Task 5: Docker Analysis

A forensic analysis of the server you identified reveals suspicious logons shortly after the malicious emails were sent. Looks like the actor moved deeper into OOPS’ network. Yikes. The server in question maintains OOPS’ Docker image registry, which is populated with images created by OOPS clients. The images are all still there (phew!), but one of them has a recent modification date: an image created by the Prevention of Adversarial Network Intrusions Conglomerate (PANIC). Due to the nature of PANIC’s work, they have a close partnership with the FBI. They’ve also long been a target of both government and corporate espionage, and they invest heavily in security measures to prevent access to their proprietary information and source code. The FBI, having previously worked with PANIC, have taken the lead in contacting them. The FBI notified PANIC of the potential compromise and reminded them to make a report to DC3. During conversations with PANIC, the FBI learned that the image in question is part of their nightly build and test pipeline. PANIC reported that nightly build and regression tests had been taking longer than usual, but they assumed it was due to resourcing constraints on OOPS’ end. PANIC consented to OOPS providing FBI with a copy of the Docker image in question. Analyze the provided Docker image and identify the actor’s techniques.

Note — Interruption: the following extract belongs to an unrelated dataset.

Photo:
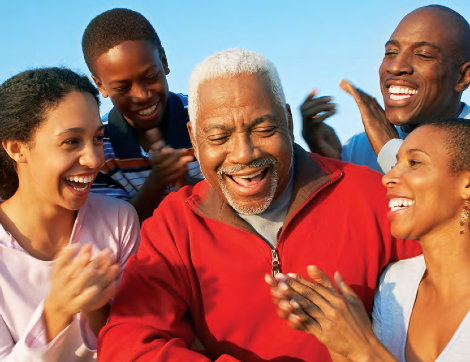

I started by unzipping the image.tar file and analyzing all the files within it. In the 63a520e0f57025e1b1168dca2316143f7d1fdb00d2b2d29c4f400549b67865c9.json file, you can already see the answer to the first question, ‘“maintainer”: “[email protected]”’. Next, we need to find which repository is cloned via Git. This can be done two ways; either loading the Docker image and actually running it, or just by analyzing the files yourself. Because I didn’t want to mess with Docker, I decided to just analyze the file system. In the repositories file, we notice ‘“latest”:“6f5fde26cde9fde9a94e4026745b49a6c2af80a7cd51a71ebcfd11c0d04db552”’, so we can start with that folder. If we extract 6f5fde26cde9fde9a94e4026745b49a6c2af80a7cd51a71ebcfd11c0d04db552/layer.tar, we will see usr/local/src/build_test.sh and we will also see the answer to question #2:

git clone https://git-svr-45.prod.panic.invalid/hydraSquirrel/hydraSquirrel.git repo

All we have to do now is is find the malicious file. Taking a look at build_test.sh:

#!/bin/bash
git clone https://git-svr-45.prod.panic.invalid/hydraSquirrel/hydraSquirrel.git repo
cd /usr/local/src/repo
./autogen.sh
make -j 4 install
make check

These are all of the commands ran when the Docker image is loaded. There are only 5 commands, so one of these has to be malicious. It starts with a git clone of the hydraSquirrel repository into a /repo/ folder, and then cd’s into that folder. Then, autogen.sh is ran, and then two make commands. Because the repo repository does not exist in the current file system, /usr/local/src/repo/autogen.sh cannot be the malicious file because it doesn’t exist. A key hint is also given by the prompt: “PANIC reported that nightly build and regression tests had been taking longer than usual,” so we know that something is causing the builds to take longer, such as an increased file size. The malicious command is either the make or git. So, let’s check make out first. If we go to f9128527ef00a03558d6a486bcc37653a5c1ec88469b18610220305bcdc7d0b3/layer/usr/bin, we can see make is 8.7MB. Interesting. Now let’s compare that to the usr/bin/make file on our host system (For me, MacOS. This applies to any Unix based OS, though). We can run cd /usr/bin and then ls -lh to see that make is only 134KB by default. With this, we can confidently say that /usr/bin/make is the malicious file, as it has obviously been tampered with– apparent from the increased file size compared to the default make file.